Зажгла каганец. Партизаны увидели, что и в доме достаток не меньший, чем во дворе. Пузатый сундук, обитый железом, гора подушек чуть не под самый потолок на широченной деревянной кровати, поставец трещит от посуды, на стенах иконы с позолотой. И в каждом пробудилось любопытство: кто же она, эта дебелая и еще довольно красивая молодица? А полнотелая хозяйка сложила на груди крепкие загорелые руки и стала исподлобья бесцеремонно разглядывать промокших, усталых гостей.

— Скажите, вы тоже… партизаны? — не скрывая разочарования, спросила она.

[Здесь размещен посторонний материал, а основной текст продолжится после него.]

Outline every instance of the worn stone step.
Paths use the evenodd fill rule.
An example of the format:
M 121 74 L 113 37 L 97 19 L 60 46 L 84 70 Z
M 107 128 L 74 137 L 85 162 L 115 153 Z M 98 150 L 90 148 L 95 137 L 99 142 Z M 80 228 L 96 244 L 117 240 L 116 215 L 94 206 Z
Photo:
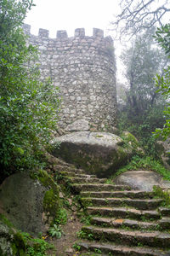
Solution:
M 116 191 L 116 190 L 130 190 L 129 186 L 113 185 L 105 183 L 73 183 L 74 189 L 80 191 Z
M 77 169 L 73 166 L 57 166 L 56 171 L 58 172 L 69 172 L 73 173 L 79 173 L 79 174 L 86 174 L 84 170 L 82 169 Z
M 161 230 L 162 229 L 161 220 L 156 222 L 139 221 L 128 218 L 102 218 L 92 217 L 90 223 L 94 225 L 102 227 L 112 227 L 115 229 L 131 229 L 131 230 Z M 168 226 L 169 222 L 164 221 L 164 226 Z
M 162 230 L 170 230 L 170 218 L 162 217 L 159 220 L 159 224 Z
M 124 245 L 115 245 L 112 243 L 99 243 L 83 241 L 78 242 L 81 250 L 101 252 L 102 256 L 169 256 L 170 251 L 162 251 L 161 249 L 153 249 L 146 247 L 127 247 Z M 107 254 L 103 254 L 107 253 Z M 81 254 L 86 255 L 86 254 Z
M 101 228 L 95 226 L 83 226 L 82 232 L 90 235 L 93 239 L 105 239 L 123 245 L 150 246 L 155 247 L 167 248 L 170 247 L 170 234 L 160 231 L 129 231 L 111 228 Z
M 73 183 L 105 183 L 106 178 L 68 177 Z
M 131 207 L 140 210 L 154 210 L 163 202 L 162 199 L 131 199 L 131 198 L 94 198 L 84 197 L 82 201 L 93 206 Z
M 140 220 L 160 219 L 157 211 L 141 211 L 125 207 L 87 207 L 88 213 L 91 215 L 99 215 L 107 217 L 116 217 L 120 218 L 133 218 Z
M 94 178 L 96 177 L 96 175 L 88 175 L 88 174 L 79 174 L 72 172 L 60 172 L 63 176 L 76 177 L 85 177 L 85 178 Z
M 159 207 L 159 212 L 162 216 L 170 217 L 170 208 Z
M 140 190 L 128 190 L 128 191 L 82 191 L 81 195 L 82 197 L 128 197 L 128 198 L 139 198 L 139 199 L 147 199 L 153 198 L 154 193 L 148 191 L 140 191 Z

— Что, не похожи? — не удержалась Клава.

Хозяйка неопределенно пожала плечами:

— Гм… Не мне судить, но вот хлопцев батька Калашника за версту видать, кто они такие. При оружии, все, как один, здоровы, так и ржут… И по ночам делом настоящим заняты, не ищут теплого угла.

— Это про какого же батька Калашника речь? — удивился Артем.

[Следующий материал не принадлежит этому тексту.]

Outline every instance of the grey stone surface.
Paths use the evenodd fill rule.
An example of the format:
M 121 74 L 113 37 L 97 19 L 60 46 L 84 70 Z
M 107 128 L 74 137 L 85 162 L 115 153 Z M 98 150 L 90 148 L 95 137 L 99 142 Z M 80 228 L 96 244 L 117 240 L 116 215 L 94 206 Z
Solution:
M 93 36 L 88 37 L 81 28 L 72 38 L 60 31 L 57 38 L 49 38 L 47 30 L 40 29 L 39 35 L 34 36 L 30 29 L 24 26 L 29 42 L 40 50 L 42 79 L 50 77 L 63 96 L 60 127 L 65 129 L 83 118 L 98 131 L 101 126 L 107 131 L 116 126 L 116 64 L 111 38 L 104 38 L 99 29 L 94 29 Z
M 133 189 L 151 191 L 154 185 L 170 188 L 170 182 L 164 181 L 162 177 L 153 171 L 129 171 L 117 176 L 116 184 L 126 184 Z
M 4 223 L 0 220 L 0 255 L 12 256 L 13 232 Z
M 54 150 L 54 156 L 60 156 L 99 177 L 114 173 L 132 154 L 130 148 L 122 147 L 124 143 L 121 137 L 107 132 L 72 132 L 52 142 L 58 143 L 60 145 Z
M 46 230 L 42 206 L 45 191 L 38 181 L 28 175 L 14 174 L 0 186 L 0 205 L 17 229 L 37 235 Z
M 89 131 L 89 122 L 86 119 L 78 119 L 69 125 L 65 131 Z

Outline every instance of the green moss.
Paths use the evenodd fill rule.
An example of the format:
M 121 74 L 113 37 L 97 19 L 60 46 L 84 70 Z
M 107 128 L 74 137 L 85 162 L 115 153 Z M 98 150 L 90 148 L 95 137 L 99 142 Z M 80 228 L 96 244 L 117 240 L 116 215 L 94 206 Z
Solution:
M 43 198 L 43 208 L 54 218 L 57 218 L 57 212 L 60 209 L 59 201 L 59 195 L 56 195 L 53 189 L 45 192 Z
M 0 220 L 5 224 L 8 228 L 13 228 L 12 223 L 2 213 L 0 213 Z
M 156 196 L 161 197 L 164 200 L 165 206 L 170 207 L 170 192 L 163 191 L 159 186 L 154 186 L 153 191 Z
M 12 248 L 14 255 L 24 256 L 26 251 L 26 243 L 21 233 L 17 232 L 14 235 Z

Она всплеснула руками и осуждающе покачала головой:

— И они еще себя партизанами величают… Да батька Калашника вокруг и старый и малый знает!

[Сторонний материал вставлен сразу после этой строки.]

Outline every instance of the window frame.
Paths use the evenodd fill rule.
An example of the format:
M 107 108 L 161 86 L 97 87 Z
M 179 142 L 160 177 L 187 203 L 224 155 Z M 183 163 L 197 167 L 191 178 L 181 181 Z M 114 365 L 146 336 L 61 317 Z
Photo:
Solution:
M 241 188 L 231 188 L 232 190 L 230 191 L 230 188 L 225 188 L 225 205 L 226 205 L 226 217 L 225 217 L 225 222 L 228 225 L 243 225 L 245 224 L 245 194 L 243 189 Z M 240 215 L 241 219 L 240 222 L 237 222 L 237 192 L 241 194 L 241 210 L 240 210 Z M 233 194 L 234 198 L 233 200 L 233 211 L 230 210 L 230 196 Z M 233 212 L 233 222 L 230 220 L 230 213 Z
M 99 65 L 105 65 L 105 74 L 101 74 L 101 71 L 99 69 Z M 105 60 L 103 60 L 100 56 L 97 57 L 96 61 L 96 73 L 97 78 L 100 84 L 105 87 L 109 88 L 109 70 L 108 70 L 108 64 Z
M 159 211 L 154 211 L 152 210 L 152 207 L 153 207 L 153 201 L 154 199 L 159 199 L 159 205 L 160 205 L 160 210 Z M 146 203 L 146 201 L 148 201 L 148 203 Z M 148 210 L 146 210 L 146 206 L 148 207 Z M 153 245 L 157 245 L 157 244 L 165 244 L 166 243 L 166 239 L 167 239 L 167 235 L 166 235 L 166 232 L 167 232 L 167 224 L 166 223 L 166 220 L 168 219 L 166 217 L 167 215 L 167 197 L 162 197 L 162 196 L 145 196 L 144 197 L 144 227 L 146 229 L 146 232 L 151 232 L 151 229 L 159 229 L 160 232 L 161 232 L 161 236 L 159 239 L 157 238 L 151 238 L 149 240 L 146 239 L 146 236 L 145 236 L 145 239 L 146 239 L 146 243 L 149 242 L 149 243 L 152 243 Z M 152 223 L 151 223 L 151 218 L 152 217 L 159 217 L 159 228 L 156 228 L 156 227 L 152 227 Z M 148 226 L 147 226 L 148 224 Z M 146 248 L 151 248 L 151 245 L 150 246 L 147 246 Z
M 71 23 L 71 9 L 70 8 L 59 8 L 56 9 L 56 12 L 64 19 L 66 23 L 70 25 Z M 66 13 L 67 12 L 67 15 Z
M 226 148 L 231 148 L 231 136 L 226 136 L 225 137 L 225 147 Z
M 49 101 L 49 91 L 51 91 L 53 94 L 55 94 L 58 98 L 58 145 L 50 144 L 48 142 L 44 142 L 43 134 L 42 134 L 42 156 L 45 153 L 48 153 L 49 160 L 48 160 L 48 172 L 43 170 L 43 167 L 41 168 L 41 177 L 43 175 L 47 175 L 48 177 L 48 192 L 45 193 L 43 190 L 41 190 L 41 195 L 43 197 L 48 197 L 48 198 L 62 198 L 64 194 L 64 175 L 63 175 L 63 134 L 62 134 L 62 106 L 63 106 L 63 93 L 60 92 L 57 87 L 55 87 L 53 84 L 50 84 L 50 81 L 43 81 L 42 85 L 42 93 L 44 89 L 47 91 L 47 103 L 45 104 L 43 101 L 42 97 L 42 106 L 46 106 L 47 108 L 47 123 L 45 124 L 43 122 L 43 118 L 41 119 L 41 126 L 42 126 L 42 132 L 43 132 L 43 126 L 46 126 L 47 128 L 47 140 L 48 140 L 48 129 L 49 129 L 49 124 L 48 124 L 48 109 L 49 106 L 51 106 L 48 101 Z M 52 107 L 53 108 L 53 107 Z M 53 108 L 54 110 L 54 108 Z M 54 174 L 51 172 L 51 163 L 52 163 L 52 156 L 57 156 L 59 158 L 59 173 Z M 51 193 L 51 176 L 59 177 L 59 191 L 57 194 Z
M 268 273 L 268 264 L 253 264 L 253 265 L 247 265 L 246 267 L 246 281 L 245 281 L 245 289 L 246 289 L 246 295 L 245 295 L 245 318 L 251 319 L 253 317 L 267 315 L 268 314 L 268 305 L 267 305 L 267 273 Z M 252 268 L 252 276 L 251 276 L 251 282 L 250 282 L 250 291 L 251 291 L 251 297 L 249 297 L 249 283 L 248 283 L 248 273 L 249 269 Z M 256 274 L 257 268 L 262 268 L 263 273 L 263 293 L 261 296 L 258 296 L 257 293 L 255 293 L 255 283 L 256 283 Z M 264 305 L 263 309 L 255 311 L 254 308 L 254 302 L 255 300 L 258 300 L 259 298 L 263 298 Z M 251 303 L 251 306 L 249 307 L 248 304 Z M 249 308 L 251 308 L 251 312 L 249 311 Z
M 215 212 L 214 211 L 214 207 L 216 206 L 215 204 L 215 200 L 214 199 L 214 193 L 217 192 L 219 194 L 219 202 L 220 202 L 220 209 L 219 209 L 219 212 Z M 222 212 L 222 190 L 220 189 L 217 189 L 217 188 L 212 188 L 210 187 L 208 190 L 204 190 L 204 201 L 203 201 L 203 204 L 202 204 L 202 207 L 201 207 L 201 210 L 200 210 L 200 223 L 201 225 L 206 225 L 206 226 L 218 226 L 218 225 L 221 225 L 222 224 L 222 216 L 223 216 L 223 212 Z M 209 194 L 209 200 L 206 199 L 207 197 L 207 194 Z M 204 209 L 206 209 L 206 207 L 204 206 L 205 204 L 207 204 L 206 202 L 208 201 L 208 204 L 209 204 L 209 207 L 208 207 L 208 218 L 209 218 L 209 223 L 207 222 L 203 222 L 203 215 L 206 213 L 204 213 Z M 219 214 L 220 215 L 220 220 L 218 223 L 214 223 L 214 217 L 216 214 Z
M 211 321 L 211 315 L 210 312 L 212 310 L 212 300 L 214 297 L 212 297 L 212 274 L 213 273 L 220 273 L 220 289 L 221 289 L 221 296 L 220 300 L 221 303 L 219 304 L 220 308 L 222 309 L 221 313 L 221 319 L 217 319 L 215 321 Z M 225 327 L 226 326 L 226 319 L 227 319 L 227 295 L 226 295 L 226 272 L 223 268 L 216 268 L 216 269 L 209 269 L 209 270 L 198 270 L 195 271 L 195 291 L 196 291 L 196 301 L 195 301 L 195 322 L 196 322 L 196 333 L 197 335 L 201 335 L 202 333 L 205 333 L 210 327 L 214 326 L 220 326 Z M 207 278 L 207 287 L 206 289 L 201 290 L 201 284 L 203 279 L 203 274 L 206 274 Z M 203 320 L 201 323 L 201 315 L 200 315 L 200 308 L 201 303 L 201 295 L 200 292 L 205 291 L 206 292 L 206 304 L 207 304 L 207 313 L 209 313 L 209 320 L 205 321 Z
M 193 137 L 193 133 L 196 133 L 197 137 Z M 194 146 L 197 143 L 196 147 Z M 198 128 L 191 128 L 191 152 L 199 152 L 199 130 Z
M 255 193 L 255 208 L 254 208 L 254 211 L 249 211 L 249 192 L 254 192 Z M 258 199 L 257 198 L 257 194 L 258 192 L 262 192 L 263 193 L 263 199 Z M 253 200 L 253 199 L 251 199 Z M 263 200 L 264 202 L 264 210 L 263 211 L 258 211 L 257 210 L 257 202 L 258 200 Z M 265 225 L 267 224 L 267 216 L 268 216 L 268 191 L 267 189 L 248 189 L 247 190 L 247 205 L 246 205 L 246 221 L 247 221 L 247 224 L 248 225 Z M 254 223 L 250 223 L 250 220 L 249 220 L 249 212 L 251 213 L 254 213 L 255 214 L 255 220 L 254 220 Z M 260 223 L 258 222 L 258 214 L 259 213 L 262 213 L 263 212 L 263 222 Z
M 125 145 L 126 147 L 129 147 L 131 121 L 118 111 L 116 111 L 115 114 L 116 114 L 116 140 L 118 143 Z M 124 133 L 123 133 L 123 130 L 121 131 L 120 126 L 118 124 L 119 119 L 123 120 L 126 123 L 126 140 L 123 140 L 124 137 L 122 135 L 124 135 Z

«Значит, Одарчук уже успел перекрестить себя в Калашника. Ну и позер!»

С Ефремом Одарчуком Артем познакомился недавно, хотя еще задолго до войны наслышался о его чудачествах. Говорили тогда о нем как о неисправимом задире, анархисте, который ни с кем не считается. Несмотря на свои годы, он был холостяком, ни на одной работе долго не удерживался, ни надлежащего образования, ни определенной специальности не имел и не очень стремился учиться. Единственным, к чему у него лежала душа, было военное дело. Но то ли из-за плохого здоровья, то ли по какой другой причине Ефрема еще в двадцатые годы по чистой демобилизовали из армии. Этим разговорам Артем и верил и не верил. И лишь недавно, уже в подполье, сам убедился, какой это странный, чудаковатый человек.

Безрассудно храбрый, по-юношески горячий и несдержанный, Одарчук в первые же месяцы оккупации Киева сгруппировал вокруг себя отчаянных парней и на свой страх и риск подносил фашистам такие пилюли, от которых те долго не могли опомниться. А когда подпольный горком установил с его группой связь, сразу же поручил ей одно из самых сложных и важных заданий — добывать на периферии и доставлять в город для семей подпольщиков харчи. И Одарчук исправно поставлял продукты, хотя эта деятельность приносила ему явно мало удовольствия. Весной он самовольно со своими дружками записался в школу железнодорожной охраны и через две недели взорвал ее со всеми потрохами. Конечно, после всего этого Одарчуку оставаться в городе, было небезопасно, и Петрович поручил ему вывести группу в лесничество на Дымерщине. Но относительно того, чтобы называть Ефрема батьком Калашником… «Хотя от него можно и не такого ждать. Но уж если ему это прозвище так нравится, пусть покрасуется».